While there is a heavy critique of market capitalism associated with ESG, there is also a faint echo of its core tenet: that capital should reign supreme. The difference is that while for neoliberalism, capital was the ends to achieve at the cost of (almost) any means, for ESG, capital is the means that’s justified by a moralistic end. In this sense, it’s the later term of the moniker, “governance”, that is the most salient. In the ESG setting, governance is about how companies are run. The notion here is simple: Enron — an American energy company that practiced only a thinly-veiled cronyism as it committed fraud and ultimately failed — is the definition of bad; BlackRock — driving profit as it pledges to invest only in causes accredited by ESG — is good.

Such a Manichaean division, however, obscures the fact that, however exquisite the window dressing, corporations cannot play the role of ethicist, priest or prophet, and the more they try the more we risk corrupting those essential roles.
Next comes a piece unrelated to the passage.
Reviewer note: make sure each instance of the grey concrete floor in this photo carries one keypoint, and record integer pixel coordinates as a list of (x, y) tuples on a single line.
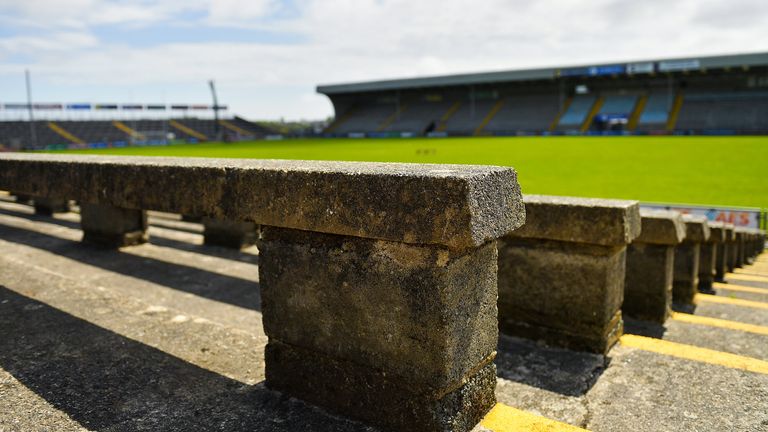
[(168, 336)]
Not just that, but it also calls into question the judgment of companies entrusted with a fiduciary responsibility to their stakeholders, including employees. “The contradictions and apparent hypocrisy of BlackRock’s actions have… politicised the ESG debate,” wrote Bluebell Capital Partners, a BlackRock activist investor, in a scathing letter. “The reputational damage of being dragged into this politically charged debate, in our view, is very significant because it calls into question the independence of BlackRock as an asset manager.” Bluebell noted that despite its rhetorical largesse, BlackRock still makes lots of money from fossil fuels, raising legitimate questions about the “G”, governance, at work in the world’s most vocal corporate supporter of ESG.
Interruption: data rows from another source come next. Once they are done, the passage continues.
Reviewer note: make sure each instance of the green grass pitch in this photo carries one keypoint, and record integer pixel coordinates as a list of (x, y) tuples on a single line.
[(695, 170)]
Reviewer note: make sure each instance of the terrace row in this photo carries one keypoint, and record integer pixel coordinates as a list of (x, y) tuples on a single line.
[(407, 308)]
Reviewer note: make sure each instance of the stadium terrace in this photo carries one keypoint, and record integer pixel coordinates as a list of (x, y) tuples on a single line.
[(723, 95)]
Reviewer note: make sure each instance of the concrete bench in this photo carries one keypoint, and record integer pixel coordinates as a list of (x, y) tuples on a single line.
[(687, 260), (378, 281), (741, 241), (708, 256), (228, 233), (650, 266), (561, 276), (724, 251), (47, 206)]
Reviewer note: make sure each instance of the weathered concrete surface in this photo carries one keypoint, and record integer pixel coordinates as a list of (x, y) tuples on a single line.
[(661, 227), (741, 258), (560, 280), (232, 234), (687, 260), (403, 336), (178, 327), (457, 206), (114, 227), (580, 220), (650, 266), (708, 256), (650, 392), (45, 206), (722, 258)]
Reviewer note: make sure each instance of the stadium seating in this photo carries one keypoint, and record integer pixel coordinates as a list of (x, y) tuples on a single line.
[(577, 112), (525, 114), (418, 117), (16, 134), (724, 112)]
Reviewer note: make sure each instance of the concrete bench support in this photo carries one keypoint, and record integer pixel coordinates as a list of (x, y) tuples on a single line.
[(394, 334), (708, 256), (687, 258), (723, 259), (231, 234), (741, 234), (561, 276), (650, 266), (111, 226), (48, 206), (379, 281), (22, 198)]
On a global scale, the term speaks much more to what many feel ESG has as its true objective. As the WEF helpfully puts it: “Global governance is a means to manage issues that cut across national borders — whether it is a war, a pandemic, a financial crisis, climate change, or a geo-economic dispute.” In this sense, ESG has rapidly filled the void left by the death of globalisation. If the latter was an imperative to spread capitalism laterally around the world, ESG can be seen as an effort to vertically consolidate the power accumulated by globalism, which is now available — for a price, that is — to weigh in on our most pressing ethical, moral, and epistemological concerns. It’s capitalism not in your life, but as your life: Ask not what your global governance movement can do for you, but what you can do for your global governance movement.

There is little doubt that ESG is a tool of the elite. It’s nominally aimed at constraining the excesses of globalised capitalism, but in effect it’s just as much a means of entrenching those excesses, codifying them in a moralistic power structure. After all, who gets to decide what makes for good environment, social and governance practices?
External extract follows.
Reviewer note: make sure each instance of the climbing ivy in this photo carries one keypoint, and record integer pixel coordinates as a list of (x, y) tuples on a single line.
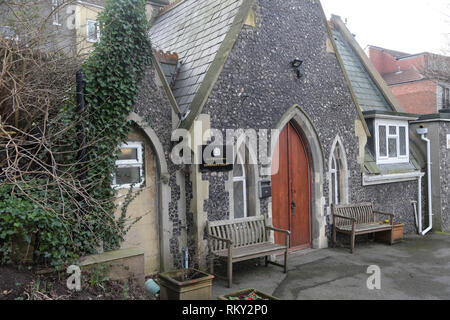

What’s certain is that ESG is here to stay. At Davos this year, perhaps the second-most discussed subject was the great wealth transfer taking place around the world — that is, money moving from the previous generation of families whose slogan was “preserve the capital” to the current generation of the ultra-wealthy whose priority is “preserve the planet”. For this new generation of wealth, as well as for the decision-makers whose careers and policies they fund, and the activists whose messages they carry, ESG is not a passing trend but very much the moral engine driving the rise of a new approach to power and economics. What it means for the rest of us, however, is decidedly less certain.